T r a n s f e r s   a n d   s t u f f

Bourneslippy
-------------------
   From: Karyn Meaden-Pratt
     To: Chairman@LittleSmasher.com
Subject: Shocking behaviour - transfer time!

Hoping you are well, Mr Chairman, Sir?

My boys are letting me down, and so I must throw them out into the cold. Poor sportsmanship can no longer be tolerated.

(God, I’m harsh!)

IN
302 J Vertonghen
OUT
262 R Huth            

IN
494 E Capoue
OUT
457 M Arnautovic

IN
421 R Sterling
OUT
478 D Alli

IN
586 H Son
OUT
10 J King

SHAKE IT ALL ABOUT

AND REST

----------------------
Chairman responds:
You are truly an intimidating womanager.  I wonder how your husband's getting on...

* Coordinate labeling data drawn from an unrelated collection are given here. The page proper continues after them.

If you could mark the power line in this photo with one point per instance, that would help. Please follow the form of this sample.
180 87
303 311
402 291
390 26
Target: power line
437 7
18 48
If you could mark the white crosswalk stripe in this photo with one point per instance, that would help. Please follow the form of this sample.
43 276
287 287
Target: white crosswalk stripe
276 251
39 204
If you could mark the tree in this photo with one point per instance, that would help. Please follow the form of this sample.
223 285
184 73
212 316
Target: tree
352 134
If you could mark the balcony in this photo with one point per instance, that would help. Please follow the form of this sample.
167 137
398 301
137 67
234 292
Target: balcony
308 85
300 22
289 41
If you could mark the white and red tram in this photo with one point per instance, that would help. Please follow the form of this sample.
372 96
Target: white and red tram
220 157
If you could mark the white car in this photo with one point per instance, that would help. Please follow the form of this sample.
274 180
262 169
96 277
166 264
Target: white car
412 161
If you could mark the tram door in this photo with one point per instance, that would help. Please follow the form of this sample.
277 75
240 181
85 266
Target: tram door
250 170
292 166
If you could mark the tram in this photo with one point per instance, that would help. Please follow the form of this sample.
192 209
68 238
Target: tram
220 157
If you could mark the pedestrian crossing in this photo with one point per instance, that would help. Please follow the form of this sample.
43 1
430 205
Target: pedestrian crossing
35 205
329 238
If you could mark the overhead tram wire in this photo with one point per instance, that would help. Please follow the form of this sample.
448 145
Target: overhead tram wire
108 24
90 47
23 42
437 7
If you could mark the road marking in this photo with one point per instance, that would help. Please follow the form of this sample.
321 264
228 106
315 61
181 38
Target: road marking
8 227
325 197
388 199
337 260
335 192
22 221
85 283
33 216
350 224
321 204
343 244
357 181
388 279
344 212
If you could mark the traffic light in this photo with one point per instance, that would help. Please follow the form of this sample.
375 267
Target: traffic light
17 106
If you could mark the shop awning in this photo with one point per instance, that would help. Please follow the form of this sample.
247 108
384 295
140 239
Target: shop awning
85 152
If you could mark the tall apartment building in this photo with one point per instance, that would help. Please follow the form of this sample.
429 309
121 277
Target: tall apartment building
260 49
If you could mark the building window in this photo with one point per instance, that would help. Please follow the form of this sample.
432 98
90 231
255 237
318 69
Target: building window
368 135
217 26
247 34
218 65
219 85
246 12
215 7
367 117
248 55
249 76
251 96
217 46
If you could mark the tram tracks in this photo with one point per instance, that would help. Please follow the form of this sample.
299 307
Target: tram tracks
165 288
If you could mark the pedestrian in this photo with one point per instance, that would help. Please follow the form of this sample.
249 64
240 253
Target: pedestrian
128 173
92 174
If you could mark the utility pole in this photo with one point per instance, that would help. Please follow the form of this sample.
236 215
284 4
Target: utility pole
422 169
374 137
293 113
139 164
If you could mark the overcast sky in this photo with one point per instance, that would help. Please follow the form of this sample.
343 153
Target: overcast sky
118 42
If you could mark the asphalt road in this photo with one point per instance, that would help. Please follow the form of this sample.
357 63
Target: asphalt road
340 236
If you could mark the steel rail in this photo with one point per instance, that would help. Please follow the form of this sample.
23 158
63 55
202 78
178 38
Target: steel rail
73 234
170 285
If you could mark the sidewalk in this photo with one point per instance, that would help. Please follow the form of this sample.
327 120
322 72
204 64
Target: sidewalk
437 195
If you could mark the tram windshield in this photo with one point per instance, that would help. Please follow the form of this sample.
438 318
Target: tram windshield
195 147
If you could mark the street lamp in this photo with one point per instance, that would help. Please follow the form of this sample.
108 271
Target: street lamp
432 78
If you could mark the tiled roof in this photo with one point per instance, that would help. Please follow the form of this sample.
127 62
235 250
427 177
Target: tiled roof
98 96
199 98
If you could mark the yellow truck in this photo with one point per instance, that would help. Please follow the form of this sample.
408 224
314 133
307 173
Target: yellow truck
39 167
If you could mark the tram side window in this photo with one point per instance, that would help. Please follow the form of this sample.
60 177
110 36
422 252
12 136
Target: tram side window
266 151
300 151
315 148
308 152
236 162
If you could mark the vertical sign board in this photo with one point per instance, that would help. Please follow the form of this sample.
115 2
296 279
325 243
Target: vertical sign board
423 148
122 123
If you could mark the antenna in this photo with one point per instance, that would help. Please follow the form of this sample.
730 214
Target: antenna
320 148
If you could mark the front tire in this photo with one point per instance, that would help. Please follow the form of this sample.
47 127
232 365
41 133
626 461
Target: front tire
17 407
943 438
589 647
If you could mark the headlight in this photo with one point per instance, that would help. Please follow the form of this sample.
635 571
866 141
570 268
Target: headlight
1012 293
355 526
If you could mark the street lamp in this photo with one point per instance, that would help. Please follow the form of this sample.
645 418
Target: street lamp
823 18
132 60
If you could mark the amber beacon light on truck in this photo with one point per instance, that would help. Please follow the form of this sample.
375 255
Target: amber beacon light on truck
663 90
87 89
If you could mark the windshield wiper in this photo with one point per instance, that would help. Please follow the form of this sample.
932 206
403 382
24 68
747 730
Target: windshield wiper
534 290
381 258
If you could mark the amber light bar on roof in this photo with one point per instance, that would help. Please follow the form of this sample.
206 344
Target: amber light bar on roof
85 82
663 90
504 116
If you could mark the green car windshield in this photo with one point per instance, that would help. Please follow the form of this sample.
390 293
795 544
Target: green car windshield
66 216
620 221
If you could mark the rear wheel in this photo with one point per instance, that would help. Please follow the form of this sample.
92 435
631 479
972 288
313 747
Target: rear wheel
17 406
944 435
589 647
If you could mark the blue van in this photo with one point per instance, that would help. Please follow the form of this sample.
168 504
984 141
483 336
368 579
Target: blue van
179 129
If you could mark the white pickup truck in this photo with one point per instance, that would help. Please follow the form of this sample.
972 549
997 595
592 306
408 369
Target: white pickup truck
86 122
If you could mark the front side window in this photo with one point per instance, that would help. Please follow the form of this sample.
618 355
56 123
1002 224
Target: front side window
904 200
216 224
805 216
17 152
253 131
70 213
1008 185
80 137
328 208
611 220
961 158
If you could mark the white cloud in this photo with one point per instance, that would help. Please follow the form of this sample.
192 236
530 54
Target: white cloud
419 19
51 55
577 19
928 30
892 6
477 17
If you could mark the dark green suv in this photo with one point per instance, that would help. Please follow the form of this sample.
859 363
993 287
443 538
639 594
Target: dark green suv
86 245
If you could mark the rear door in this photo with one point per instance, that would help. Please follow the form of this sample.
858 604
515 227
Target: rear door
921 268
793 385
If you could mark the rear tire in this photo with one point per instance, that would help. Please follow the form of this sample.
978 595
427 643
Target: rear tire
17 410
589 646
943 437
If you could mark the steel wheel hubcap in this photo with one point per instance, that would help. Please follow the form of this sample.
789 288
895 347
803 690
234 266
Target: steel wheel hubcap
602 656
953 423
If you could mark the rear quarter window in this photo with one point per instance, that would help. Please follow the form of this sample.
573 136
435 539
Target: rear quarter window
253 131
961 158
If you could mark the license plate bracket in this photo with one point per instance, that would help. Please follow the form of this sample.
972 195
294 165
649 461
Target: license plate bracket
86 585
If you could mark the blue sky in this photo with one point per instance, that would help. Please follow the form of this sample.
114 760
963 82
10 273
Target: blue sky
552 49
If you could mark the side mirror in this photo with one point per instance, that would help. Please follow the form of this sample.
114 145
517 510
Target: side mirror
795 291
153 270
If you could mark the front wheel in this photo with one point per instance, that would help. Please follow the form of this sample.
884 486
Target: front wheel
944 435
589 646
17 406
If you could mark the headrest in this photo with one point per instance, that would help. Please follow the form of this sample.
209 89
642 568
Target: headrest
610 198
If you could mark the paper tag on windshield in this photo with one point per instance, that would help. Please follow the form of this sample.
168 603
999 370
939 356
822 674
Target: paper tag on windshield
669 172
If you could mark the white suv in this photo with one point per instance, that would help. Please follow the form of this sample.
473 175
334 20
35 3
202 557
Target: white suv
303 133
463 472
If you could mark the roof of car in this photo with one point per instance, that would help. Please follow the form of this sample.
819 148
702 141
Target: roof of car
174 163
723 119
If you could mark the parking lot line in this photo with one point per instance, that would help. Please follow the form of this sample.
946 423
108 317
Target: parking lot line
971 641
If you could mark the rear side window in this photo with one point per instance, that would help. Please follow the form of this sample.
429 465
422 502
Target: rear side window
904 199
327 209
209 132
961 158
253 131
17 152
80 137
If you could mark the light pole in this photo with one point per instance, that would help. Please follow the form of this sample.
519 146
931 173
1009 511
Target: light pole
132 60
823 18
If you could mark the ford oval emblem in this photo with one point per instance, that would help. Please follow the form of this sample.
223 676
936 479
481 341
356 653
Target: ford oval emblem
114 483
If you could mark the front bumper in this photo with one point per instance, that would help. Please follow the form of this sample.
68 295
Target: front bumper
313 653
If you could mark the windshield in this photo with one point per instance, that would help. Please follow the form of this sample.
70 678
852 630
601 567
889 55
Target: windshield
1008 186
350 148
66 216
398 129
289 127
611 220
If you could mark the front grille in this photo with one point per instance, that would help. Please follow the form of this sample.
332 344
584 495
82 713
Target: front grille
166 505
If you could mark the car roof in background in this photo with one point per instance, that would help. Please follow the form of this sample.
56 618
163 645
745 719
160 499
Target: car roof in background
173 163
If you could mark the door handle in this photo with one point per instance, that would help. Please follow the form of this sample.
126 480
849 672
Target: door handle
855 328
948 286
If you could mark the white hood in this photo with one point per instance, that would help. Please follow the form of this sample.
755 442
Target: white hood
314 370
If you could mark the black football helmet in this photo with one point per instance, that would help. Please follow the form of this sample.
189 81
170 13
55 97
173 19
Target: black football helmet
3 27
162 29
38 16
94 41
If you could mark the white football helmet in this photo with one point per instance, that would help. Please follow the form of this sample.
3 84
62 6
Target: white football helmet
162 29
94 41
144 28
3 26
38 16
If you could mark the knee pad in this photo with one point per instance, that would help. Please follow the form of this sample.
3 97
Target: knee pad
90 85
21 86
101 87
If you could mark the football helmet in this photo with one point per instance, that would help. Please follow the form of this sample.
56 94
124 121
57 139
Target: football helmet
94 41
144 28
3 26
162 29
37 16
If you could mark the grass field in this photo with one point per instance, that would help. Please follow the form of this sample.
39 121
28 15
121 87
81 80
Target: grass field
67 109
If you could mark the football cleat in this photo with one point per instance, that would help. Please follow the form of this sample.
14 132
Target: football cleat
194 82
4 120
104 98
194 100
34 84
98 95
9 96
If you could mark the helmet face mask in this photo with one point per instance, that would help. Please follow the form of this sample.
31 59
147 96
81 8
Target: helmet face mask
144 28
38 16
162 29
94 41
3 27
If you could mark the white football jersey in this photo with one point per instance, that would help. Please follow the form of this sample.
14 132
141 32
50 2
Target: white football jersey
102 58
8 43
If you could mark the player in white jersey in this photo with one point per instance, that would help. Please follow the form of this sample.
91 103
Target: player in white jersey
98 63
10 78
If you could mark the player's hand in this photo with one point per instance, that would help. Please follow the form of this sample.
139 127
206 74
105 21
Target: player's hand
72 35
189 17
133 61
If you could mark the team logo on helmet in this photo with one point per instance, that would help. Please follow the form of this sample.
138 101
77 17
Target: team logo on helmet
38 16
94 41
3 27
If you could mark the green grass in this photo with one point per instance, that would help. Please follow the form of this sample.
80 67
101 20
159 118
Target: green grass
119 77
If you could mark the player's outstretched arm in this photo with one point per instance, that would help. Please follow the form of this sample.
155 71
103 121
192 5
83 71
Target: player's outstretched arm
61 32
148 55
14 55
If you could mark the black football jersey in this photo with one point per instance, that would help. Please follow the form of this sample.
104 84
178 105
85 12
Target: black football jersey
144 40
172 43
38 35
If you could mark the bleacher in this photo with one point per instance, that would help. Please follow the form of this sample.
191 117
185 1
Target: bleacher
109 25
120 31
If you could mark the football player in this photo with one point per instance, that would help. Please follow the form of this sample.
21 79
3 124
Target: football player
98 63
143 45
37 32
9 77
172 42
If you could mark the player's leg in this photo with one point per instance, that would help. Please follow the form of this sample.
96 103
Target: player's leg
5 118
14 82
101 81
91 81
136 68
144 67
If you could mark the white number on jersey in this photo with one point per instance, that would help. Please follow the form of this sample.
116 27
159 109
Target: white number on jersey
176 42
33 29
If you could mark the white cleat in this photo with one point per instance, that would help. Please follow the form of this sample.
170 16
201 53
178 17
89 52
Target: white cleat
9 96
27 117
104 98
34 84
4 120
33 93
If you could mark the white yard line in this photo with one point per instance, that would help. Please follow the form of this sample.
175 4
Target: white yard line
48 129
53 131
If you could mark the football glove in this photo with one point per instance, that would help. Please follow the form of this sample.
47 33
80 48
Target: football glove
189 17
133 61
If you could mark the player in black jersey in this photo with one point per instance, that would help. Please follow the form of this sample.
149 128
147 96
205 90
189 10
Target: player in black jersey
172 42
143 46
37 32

=============================

Irishpool
-------------------
   From: Mike Smears
     To: Chairman@LittleSmasher.com

Honorable Dr Professor Esteemed Mr President

Please excuse me addressing you with such informality.

In my capacity as Manager of the Year [or did you say week?] I require a slight adjustment to be made - please see to it at once, young man.

I assume that, in view of my late arrival, you are going to produce two league tables in future, one of those who started inexcusably early, and one for those gentlemen like myself who only began last week?

Your humble servant

Brexit from Bassett.

Transfer:
OUT - 579 Ayew
IN - 665 Slimani

----------------------
Chairman responds:
Sir, at this rate, you really won't need a separate league table to appear at the top.  Ascendant.

=============================

Starpratt Mustgo
-------------------
   From: Malcolm MeadenPratt
     To: Chairman@LittleSmasher.com

Dear Sir

I do believe that your Fantasy Football game is causing division, underhand and neferious practices within the Meaden-Pratt house hold.  Last night my new Bride announced that she had already sent you a list of transfers as it was "unacceptable" that I was higher up the table than she was and that it was her intention to "finish above me".  The cheek! So as the Gauntlet has been cast down!

(Please would you do these subs for me - if she beats me I will have a whole season trying to live it down!!!!)

523 A Sanchez     ARS  £7.6        
485    E Lamela     MF     TOT   £4.1

----------------------
Chairman responds:
Er...

=============================

Starpratt Mustgo
-------------------
   From: Malcolm MeadenPratt
     To: Chairman@LittleSmasher.com

Hi Mr Smash

Here's another throw of the dice.  I was going to go for Son at Spurs, but she beat me to him!!! So can I have  
577 ST  J Defoe  SUN   6.2   for 
348 MF  N Kante  CHE   3.5   

and I should have said 

523 A Sanchez ARS  £7.6 for 
584 Kane and 

485 E Lamela MF TOT £4.1 for  
348 N Kante 

See you soon mate

M         

----------------------
Chairman responds:
Ah.

And I hope the marital counselling works out for you both.  No, really I do.